Remote work: A cybersecurity terror
During the initial shift to remote operations, ensuring business continuity took precedent for many companies including financial companies. With infrastructure provisioning both personal and official devices were used which may not have the right security policies. Including taking screenshots, taking photos at home or secure networks.
However, the security aspects also lead to employee dissatisfaction with the view that it is a hindrance.
While systems and processes can act as deterrents, the key is that employee education, continuous training and collaboration needs to be invested in more than anything else. Right from the basic password management to simple conversations and downloads, employees need to understand why these processes are in place. It is not just a business need; it is a need for the hybrid worker as well.
Positive Security culture and Generational training
Organizations need to move from punishment-based systems to responsibility-based decisions where security rules are designed with usability, transparency, fearless reportability. User Friendly security tools and giving self-catering views to behaviors and threats will go a long way.
‘In a recent study using data from a global YouGov survey of 8,443 employees and 1,100 IT decision-makers, the key trend which appeared throughout was that employees are unsure about security policies and 34% view security as a hindrance, which may lead them to bypass security measures. The data also shows a substantial proportion of businesses are under pressure to ensure continuity, which can lead to compromises in security.’
Read the https://media.kaspersky.com/uk/Kaspersky-Cyberskills-Report_UK.pdf report to know more.
The key would be to hire new and young professionals to work on cyber security supporting the generation and embed the culture from grassroots. The current generation are curious about cyber hacks and will be interested in finding ways to put their skills to use. The gap will widen if there is no clear path to enable the generation to hone their skills rather than switching over to the side where they are unable to prevent but are promoting development.

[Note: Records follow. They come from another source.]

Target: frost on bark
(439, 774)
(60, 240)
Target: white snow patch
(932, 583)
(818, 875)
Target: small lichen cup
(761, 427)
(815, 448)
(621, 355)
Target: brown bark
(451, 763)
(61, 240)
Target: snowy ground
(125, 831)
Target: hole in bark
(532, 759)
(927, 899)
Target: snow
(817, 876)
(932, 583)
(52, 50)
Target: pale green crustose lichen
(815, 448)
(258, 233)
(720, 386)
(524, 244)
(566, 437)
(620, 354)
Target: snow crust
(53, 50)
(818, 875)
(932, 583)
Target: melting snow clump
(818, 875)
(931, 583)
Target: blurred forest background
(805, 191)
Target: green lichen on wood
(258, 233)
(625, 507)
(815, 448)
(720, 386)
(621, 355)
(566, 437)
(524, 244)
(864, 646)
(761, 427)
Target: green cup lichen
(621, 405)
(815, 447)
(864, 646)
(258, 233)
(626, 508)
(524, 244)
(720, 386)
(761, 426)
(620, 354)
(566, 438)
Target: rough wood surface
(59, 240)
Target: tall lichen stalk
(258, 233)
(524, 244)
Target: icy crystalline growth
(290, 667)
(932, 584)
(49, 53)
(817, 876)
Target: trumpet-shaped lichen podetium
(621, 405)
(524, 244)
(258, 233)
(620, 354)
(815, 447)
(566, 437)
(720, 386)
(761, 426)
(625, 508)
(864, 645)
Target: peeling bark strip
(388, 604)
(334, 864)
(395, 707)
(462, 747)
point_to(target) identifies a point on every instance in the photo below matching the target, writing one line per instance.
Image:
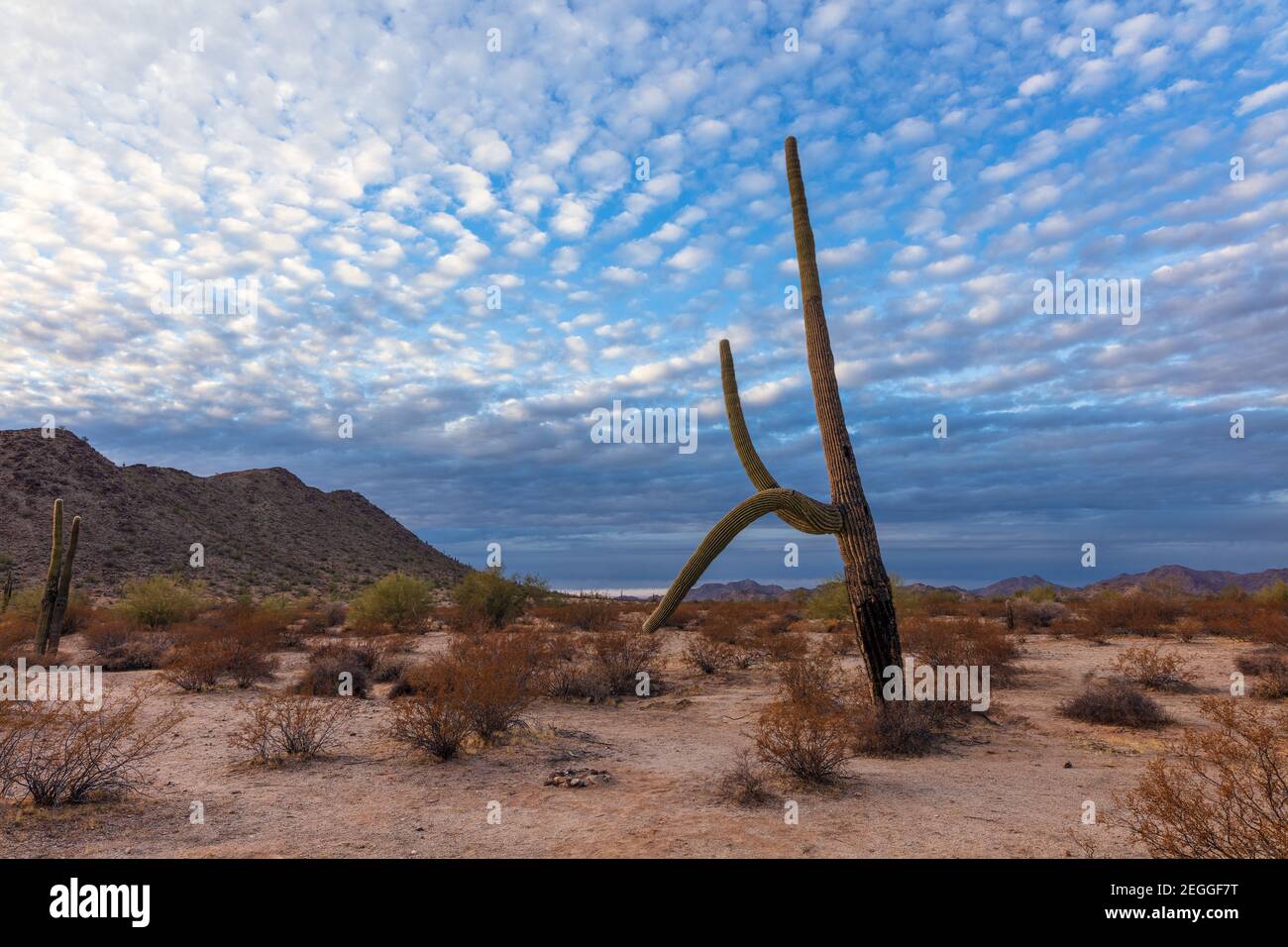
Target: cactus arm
(819, 515)
(47, 602)
(751, 462)
(64, 587)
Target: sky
(467, 227)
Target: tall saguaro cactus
(58, 583)
(64, 587)
(848, 515)
(55, 560)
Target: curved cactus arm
(822, 517)
(756, 471)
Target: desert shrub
(231, 643)
(16, 641)
(962, 642)
(1025, 612)
(197, 665)
(1218, 792)
(906, 728)
(1116, 702)
(56, 753)
(288, 725)
(1140, 613)
(576, 682)
(684, 613)
(1269, 626)
(588, 612)
(805, 732)
(1275, 595)
(246, 663)
(398, 603)
(1263, 661)
(25, 608)
(829, 602)
(1153, 669)
(492, 681)
(806, 741)
(619, 656)
(745, 783)
(1038, 592)
(706, 655)
(322, 677)
(789, 647)
(1270, 667)
(436, 719)
(120, 647)
(489, 600)
(159, 602)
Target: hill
(262, 530)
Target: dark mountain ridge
(261, 530)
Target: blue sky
(376, 170)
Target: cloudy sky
(472, 224)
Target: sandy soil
(1009, 789)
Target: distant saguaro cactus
(8, 585)
(55, 561)
(848, 515)
(58, 583)
(64, 586)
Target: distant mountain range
(1177, 579)
(261, 530)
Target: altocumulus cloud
(462, 248)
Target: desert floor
(1014, 789)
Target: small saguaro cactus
(64, 587)
(55, 561)
(58, 582)
(7, 565)
(848, 515)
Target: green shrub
(829, 602)
(398, 603)
(159, 602)
(489, 599)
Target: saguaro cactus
(55, 560)
(8, 585)
(64, 586)
(848, 515)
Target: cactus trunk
(64, 587)
(55, 561)
(848, 515)
(866, 581)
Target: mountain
(746, 590)
(262, 530)
(1009, 586)
(1192, 581)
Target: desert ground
(1012, 785)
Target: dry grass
(1219, 792)
(745, 783)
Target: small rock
(579, 779)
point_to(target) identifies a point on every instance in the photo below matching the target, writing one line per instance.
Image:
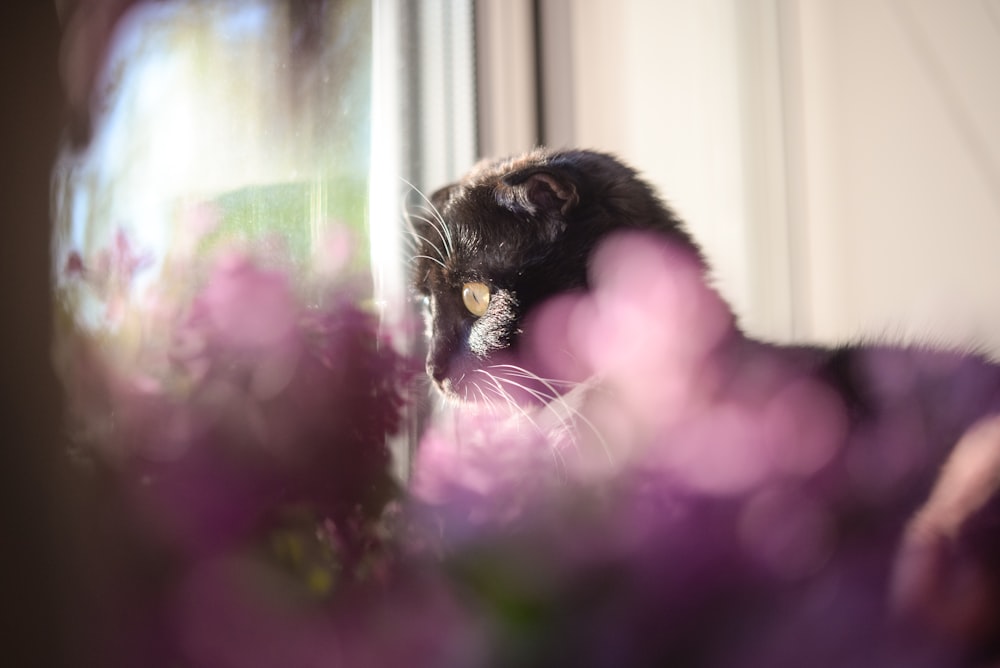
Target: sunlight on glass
(223, 125)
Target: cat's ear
(539, 189)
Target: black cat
(513, 233)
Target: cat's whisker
(499, 390)
(555, 399)
(439, 226)
(415, 237)
(428, 257)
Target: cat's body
(515, 233)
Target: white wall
(839, 159)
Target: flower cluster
(691, 496)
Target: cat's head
(510, 234)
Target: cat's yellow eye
(476, 297)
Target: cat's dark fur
(527, 226)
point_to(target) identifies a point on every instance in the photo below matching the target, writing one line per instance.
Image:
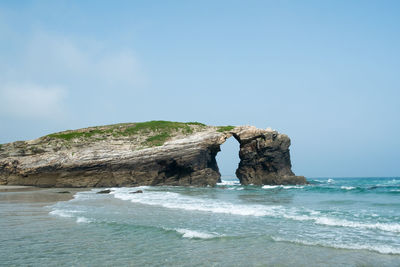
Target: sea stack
(147, 153)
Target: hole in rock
(228, 160)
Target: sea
(330, 222)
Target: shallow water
(333, 222)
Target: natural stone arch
(182, 160)
(264, 157)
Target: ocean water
(331, 222)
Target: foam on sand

‘A severe lack of talent is a problem that can hurt the security perimeter of this industry’ – days Shashank Shekhar.
The biggest issue with the industry is that cyber-security is often viewed as an activity that is performed by the elite with big titles and training. The profession requires to evolve and the landscape to attract talent requires to change where roles are created to promote training internally to develop teams and talent.
This will not be a band-aid, but the need of the hour is to start building a dam on a scale that requires effort not only from the financial industry. It requires us to work in tandem with the education sector and the government, including the policy makers, to ensure that we are ahead of the calamity that is impending to happen any moment which will be akin to a pandemic.